Daily huddles keep safety threats at bay

A daily, 14-minute leadership huddle in the lobby is helping one hospital improve patient safety and patient experience, Hospitals & Health Networks magazine reports.

The daily huddles at the 464-bed Midland Memorial Hospital in Texas are led by Bob Dent, chief operating officer and chief nursing officer. After starting with a pledge to turn complaints "into either a blessing or constructive suggestion," 30 to 40 leaders discuss operations and patient safety events, according to the article, with a focus on action.

For example, Dent told the magazine, a physical therapist talked about several near-misses between post-surgical patients walking in the halls and staff pushing carts, beds and wheelchairs. The solution: Installing bubble mirrors on corridor corners.

"It creates a transparent forum to bring up patient safety issues, and with all the leaders there, we can devise a way to resolve it," Dent said. 

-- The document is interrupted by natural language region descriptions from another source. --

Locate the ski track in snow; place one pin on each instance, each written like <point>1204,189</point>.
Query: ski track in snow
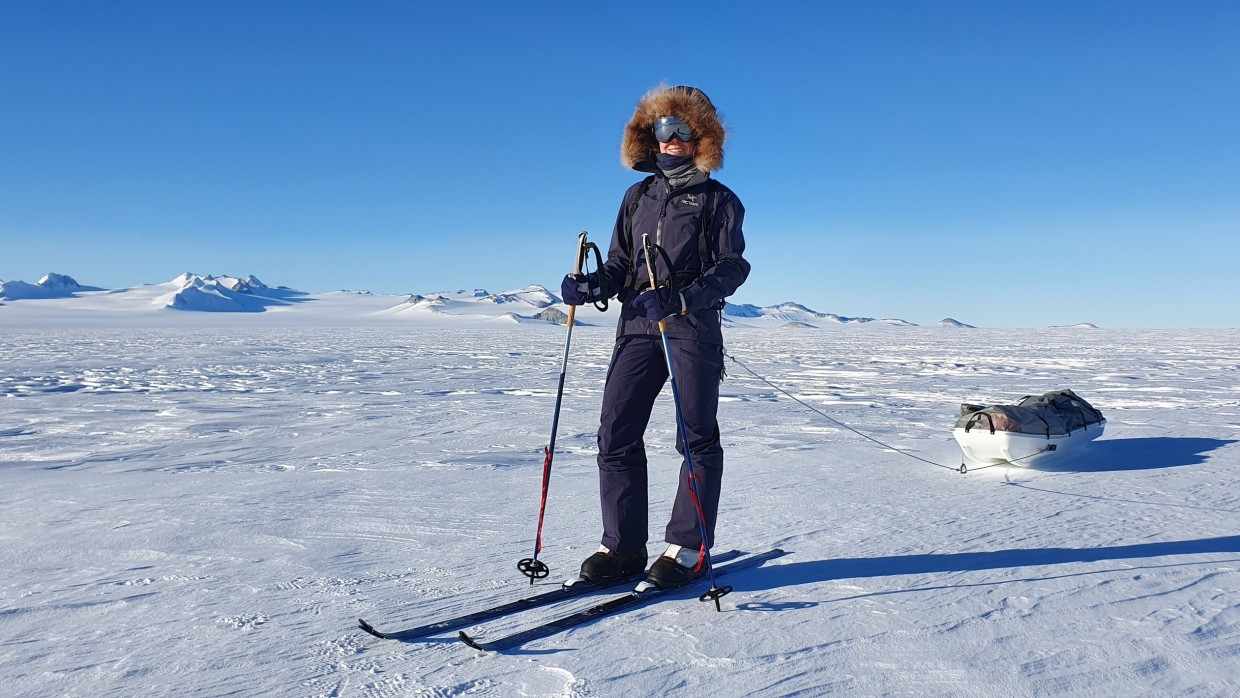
<point>207,512</point>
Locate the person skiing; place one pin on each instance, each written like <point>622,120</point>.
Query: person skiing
<point>677,134</point>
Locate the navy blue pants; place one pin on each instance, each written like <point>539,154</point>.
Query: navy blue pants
<point>637,373</point>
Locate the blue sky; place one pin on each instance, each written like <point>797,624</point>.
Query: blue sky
<point>1003,164</point>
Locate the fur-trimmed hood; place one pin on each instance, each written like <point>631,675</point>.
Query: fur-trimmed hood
<point>639,146</point>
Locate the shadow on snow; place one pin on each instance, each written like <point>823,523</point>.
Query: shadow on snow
<point>858,568</point>
<point>1135,454</point>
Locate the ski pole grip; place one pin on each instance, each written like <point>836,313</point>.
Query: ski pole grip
<point>650,260</point>
<point>579,258</point>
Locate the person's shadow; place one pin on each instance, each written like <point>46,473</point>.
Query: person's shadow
<point>1132,454</point>
<point>792,574</point>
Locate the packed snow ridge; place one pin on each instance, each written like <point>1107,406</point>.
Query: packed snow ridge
<point>532,304</point>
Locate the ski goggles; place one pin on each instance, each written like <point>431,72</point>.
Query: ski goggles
<point>671,127</point>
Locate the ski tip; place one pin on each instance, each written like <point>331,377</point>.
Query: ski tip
<point>370,629</point>
<point>464,637</point>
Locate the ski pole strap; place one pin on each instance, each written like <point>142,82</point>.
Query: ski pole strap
<point>600,300</point>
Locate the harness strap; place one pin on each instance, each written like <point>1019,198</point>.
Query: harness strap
<point>704,257</point>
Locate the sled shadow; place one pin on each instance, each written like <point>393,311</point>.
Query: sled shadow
<point>858,568</point>
<point>1135,454</point>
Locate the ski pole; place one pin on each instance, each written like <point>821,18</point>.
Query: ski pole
<point>533,568</point>
<point>716,591</point>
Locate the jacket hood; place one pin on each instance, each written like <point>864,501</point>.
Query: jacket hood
<point>691,104</point>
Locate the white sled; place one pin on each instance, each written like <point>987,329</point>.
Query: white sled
<point>981,445</point>
<point>1027,432</point>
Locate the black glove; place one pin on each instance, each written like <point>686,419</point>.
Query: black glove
<point>580,289</point>
<point>656,304</point>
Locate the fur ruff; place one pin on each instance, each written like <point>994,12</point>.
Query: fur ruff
<point>639,146</point>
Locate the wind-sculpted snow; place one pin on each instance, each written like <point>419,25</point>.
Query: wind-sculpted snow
<point>206,511</point>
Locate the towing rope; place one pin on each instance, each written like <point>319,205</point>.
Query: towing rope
<point>962,469</point>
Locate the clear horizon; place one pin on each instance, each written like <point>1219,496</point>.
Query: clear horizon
<point>1003,166</point>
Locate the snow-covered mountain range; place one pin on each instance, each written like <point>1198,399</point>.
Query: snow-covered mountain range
<point>195,293</point>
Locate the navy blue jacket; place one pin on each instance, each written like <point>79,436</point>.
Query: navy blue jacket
<point>673,221</point>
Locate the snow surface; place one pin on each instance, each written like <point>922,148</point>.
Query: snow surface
<point>202,503</point>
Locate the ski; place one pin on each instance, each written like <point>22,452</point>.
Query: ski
<point>571,589</point>
<point>618,604</point>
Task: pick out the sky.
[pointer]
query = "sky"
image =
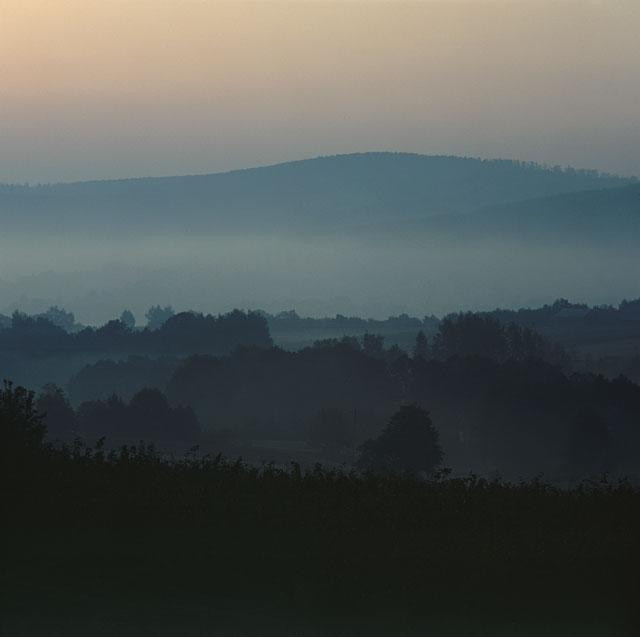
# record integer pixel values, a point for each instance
(96, 89)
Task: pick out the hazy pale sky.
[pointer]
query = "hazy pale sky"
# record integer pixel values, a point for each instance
(120, 88)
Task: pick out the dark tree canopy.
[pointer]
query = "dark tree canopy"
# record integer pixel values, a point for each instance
(408, 443)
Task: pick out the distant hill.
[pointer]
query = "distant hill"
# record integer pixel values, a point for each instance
(322, 193)
(600, 216)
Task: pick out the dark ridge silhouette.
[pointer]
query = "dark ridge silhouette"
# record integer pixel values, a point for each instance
(597, 216)
(303, 195)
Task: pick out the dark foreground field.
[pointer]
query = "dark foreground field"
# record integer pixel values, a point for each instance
(130, 544)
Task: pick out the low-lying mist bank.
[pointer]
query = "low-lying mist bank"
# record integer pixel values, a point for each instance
(318, 276)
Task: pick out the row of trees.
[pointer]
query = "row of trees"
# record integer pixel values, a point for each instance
(184, 333)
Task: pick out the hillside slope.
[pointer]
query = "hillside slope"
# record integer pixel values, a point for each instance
(322, 193)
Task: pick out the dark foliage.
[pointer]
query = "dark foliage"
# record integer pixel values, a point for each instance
(408, 443)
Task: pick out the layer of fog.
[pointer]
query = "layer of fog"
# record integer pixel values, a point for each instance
(97, 279)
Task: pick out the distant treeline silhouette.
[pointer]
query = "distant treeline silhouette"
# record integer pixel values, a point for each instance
(504, 400)
(184, 333)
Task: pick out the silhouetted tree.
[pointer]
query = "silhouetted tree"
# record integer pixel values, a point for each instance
(128, 319)
(157, 316)
(22, 428)
(408, 443)
(57, 413)
(373, 345)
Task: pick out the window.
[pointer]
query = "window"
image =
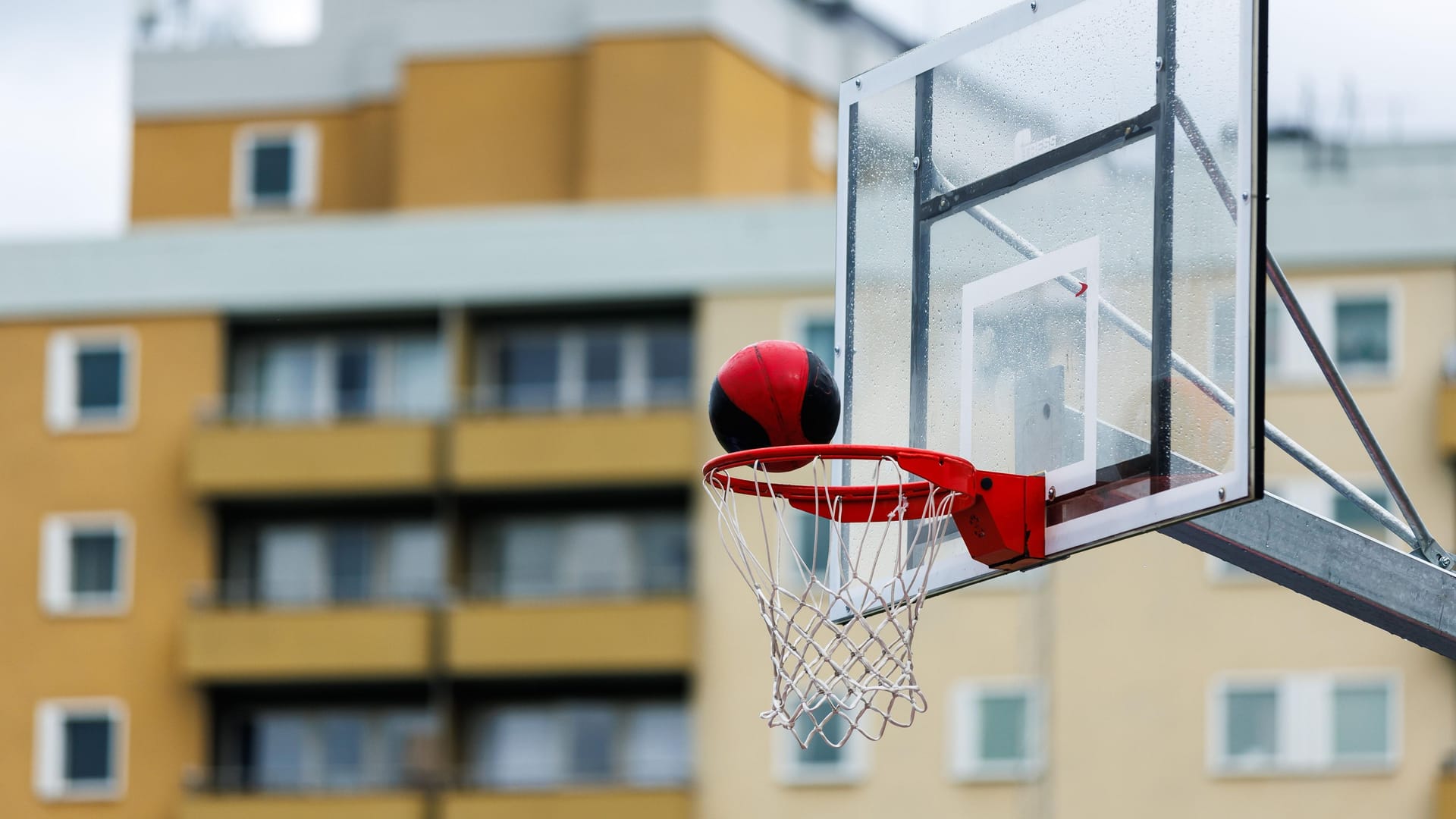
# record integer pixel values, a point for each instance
(554, 745)
(814, 538)
(91, 379)
(328, 376)
(555, 368)
(1356, 325)
(1363, 334)
(819, 761)
(86, 564)
(343, 563)
(574, 556)
(341, 751)
(79, 749)
(1305, 723)
(274, 168)
(998, 730)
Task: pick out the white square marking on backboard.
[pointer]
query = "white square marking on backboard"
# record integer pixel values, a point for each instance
(1078, 262)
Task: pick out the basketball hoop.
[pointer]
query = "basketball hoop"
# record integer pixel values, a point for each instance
(836, 670)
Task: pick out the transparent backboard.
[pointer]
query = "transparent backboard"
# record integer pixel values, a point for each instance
(1050, 224)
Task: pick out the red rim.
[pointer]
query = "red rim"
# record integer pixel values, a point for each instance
(940, 472)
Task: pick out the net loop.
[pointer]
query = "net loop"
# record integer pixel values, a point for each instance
(840, 632)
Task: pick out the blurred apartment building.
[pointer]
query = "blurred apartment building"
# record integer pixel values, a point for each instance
(362, 477)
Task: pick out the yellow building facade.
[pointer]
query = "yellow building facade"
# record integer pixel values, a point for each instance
(362, 477)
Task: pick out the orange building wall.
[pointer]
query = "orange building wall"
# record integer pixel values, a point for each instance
(184, 168)
(134, 656)
(620, 120)
(488, 130)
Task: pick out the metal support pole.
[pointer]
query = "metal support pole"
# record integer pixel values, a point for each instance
(1204, 385)
(1421, 539)
(1163, 308)
(921, 264)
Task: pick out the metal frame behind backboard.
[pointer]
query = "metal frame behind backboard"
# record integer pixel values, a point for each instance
(1244, 483)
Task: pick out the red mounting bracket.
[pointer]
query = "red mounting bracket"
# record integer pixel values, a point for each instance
(1006, 526)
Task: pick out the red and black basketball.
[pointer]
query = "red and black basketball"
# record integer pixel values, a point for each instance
(774, 394)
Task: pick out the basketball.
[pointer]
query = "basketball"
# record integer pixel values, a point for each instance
(774, 394)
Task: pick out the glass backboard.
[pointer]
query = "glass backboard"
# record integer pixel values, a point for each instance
(1050, 224)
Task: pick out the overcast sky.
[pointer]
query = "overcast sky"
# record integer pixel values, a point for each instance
(64, 77)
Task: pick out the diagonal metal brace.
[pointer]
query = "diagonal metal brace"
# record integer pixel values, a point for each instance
(1423, 542)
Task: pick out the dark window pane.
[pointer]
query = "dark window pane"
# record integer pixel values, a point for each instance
(593, 735)
(278, 751)
(669, 363)
(350, 563)
(353, 376)
(99, 388)
(344, 752)
(1253, 723)
(1350, 515)
(529, 371)
(273, 169)
(603, 369)
(88, 749)
(93, 563)
(1362, 713)
(1363, 334)
(664, 554)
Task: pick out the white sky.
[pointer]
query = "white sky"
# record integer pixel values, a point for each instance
(64, 77)
(1398, 57)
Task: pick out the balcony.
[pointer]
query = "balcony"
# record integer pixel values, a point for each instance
(571, 805)
(609, 447)
(350, 457)
(324, 643)
(305, 806)
(571, 637)
(606, 803)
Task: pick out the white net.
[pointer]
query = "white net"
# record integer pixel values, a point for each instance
(840, 598)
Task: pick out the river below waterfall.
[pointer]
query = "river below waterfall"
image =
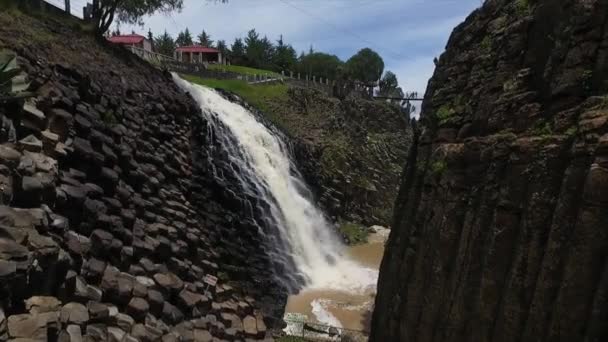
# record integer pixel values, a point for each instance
(251, 157)
(350, 309)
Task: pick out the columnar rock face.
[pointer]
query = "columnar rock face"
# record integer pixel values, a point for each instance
(500, 225)
(104, 234)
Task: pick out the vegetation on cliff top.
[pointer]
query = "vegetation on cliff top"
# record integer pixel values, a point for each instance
(257, 95)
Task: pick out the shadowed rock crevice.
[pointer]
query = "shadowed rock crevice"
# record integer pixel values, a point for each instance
(499, 225)
(109, 229)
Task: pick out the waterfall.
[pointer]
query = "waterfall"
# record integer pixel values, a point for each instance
(260, 161)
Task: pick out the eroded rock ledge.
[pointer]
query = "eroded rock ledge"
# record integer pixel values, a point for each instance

In Illinois, daily 15-minute safety huddles helped Advocate Health Care increase safety event reporting by 40 percent at its 12 acute-care hospitals and cut the number of safety events overall, FierceHealthcare previously reported.

Leaders at Advocate report on major safety or quality issues from the previous 24 hours and those likely to occur in the next 24 hours and discuss staff actions that anticipated and prevented safety events. Leaders then tackle problem-solving on their own time.

Tejal Gandhi, M.D., president and CEO of the National Patient Safety Foundation, advocates including not only hospital executives and other staff leaders, but also hospital boards in patient-safety improvement efforts.

"To me it's really important that boards are engaged on this," she told FierceHealthcare earlier this year. Hospital executives should educate board members about patient safety so they know what questions to ask, she added.

Gandhi also recommends leadership walkarounds in which the CEO visits units, listens to safety concerns and makes changes based on what they learn.